Dönemin ilgili eserlerinde yaygın görüş ana akım ekonomi bilimi çerçevesinde Batı’nın iktisadi ilerleyişinin Osmanlı’ya taşınmasını sağlayacak ekonomi politikalarını tercüme edilecek Avrupalı eserlerdeki temel iktisadi teorilerden çıkarmaya çalışmaktır. Böylesi bir Avrupamerkezci yaklaşımın karşısında ise millî iktisat düşüncesi yer almaktadır. Bu düşünce temelde mevcut siyasi, toplumsal ve iktisadi durumu iyi analiz etmeye çalışmakta ve ekonomi biliminin evrensel olma iddialarının ötesinde toplumsal etkenleri dikkate alan bir iktisat teorisinin geliştirilmesi gerekliliğini vurgulamaktadır.

Osmanlı önde gelenleri mevcut iktisadi buhran durumuna bir çözüm bulma konusunda ortak bir kanaate ulaşamamış ve temelde iki farklı görüş etrafında karşı karşıya gelmişlerdir.

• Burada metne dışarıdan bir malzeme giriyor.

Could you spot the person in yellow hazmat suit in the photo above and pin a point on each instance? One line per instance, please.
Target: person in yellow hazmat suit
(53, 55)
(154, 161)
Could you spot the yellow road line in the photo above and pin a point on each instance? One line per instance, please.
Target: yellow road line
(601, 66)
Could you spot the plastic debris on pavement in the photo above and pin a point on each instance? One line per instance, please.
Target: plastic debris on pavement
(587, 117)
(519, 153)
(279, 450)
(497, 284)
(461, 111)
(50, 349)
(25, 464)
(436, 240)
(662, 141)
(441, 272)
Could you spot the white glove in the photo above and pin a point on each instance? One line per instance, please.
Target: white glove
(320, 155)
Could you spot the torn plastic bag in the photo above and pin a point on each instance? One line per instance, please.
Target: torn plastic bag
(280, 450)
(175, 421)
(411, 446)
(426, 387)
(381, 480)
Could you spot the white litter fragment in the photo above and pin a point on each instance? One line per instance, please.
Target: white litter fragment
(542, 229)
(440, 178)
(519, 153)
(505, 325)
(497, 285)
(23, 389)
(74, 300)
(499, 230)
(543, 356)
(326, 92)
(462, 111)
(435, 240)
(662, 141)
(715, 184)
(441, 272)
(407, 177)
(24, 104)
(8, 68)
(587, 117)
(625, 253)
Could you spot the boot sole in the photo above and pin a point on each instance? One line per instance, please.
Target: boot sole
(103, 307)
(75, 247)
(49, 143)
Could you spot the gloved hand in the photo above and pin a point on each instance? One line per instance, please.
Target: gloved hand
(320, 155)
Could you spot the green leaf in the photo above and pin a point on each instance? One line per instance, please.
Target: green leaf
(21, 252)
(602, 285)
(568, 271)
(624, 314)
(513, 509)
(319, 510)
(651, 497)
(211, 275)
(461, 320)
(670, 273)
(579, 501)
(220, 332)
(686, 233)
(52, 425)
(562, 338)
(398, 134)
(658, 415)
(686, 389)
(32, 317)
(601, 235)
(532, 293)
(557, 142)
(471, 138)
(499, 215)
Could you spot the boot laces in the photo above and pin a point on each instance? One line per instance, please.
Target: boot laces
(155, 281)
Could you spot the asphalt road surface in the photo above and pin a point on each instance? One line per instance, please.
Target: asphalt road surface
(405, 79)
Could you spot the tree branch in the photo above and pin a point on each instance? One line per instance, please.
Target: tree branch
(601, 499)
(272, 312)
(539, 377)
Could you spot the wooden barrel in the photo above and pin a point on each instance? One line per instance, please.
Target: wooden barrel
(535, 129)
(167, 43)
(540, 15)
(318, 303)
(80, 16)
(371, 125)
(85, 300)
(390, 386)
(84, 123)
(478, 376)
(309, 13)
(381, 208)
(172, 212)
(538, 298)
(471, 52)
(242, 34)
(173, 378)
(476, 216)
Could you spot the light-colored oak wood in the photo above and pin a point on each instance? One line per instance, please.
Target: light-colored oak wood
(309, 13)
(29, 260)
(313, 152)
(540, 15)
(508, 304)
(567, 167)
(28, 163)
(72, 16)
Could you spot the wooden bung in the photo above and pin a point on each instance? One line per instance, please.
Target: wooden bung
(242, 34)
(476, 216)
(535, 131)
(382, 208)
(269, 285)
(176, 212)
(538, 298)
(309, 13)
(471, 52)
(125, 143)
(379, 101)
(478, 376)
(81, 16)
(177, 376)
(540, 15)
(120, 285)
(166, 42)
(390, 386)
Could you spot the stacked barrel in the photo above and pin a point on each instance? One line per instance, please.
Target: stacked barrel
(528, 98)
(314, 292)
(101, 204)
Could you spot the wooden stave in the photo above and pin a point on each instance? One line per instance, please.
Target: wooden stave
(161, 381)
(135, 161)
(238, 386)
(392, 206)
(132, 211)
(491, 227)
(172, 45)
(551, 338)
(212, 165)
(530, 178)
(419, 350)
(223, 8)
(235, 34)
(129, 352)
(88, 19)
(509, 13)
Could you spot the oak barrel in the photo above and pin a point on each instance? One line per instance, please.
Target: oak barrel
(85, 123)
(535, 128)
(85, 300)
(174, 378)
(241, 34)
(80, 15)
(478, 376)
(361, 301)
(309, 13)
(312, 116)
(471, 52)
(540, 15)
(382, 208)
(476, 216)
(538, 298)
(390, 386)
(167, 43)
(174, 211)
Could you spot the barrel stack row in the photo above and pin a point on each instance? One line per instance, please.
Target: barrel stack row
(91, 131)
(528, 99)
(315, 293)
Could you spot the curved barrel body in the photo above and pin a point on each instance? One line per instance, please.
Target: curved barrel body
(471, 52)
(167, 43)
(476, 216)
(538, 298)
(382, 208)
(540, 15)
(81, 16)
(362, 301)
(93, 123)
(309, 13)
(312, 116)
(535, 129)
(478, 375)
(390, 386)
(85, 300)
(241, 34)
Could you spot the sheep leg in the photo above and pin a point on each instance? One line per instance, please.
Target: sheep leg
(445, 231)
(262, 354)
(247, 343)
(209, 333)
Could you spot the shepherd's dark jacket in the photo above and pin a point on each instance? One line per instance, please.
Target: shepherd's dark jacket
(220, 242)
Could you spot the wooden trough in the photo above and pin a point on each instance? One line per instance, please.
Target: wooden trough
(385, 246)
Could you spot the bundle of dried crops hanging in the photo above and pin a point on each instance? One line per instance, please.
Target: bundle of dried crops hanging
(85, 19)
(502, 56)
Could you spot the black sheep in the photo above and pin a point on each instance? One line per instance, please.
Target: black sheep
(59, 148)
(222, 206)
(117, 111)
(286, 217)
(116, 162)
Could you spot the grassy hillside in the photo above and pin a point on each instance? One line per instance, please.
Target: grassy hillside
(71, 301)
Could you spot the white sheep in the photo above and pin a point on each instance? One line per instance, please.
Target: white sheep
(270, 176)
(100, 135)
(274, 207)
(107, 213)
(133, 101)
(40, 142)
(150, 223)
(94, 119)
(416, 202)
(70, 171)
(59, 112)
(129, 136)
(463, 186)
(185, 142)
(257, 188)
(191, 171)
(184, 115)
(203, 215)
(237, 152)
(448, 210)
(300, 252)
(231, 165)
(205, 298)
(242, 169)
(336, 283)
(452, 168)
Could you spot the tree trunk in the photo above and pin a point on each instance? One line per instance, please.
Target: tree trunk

Bunlardan ilki iktisadi liberalizm, diğeri ise iktisadi korumacılık politikasıdır (Özcan, 2013). Tanzimat döneminde iktisadi liberalizmin önemli temsilcileri arasında Sakızlı Ohannes Paşa ve Portakal Mikael Paşa vardır. Her iki isim dışında Osmanlı aydınları da benzer şekilde bu fikir etrafında toplanmışlardır. Bu görüşün temsilcileri temelde Türkiye’nin esas olarak bir tarım memleketi olduğu ve öyle kalması gerektiği görüşünü paylaşır. Bunun için, tarım ürünleri ihraç edebilmek adına serbest dış ticaretin benimsenmesi gerekir (Georgeon, 2006). İktisadi serbestiyetin karşısında yer alan iktisadi korumacılık fikrinin savunucularına göre ise Avrupa’yı refah yönünden yakalamak için sanayileşmek kaçınılmazdır. Ancak, Avrupalı güçlerin dayattığı serbest dış ticaret yerel ve yabancı sanayiciler arasında eşitsiz bir rekabet doğurduğu için ve bu yüzden millî sanayi her zaman savunmasız kalma tehlikesi içerisinde olduğu için, korumacı önlemlerle yeni doğan sanayinin yetişmesine dek iktisadi serbestiyetten uzak durmak gerekir. Bu politikayla amaçlanan bir Müslüman Türk girişimci sınıfının ortaya çıkması sayesinde iktisadi korumacılık ile güçlenen millî bir burjuvazi yaratmaktır (Georgeon, 2006).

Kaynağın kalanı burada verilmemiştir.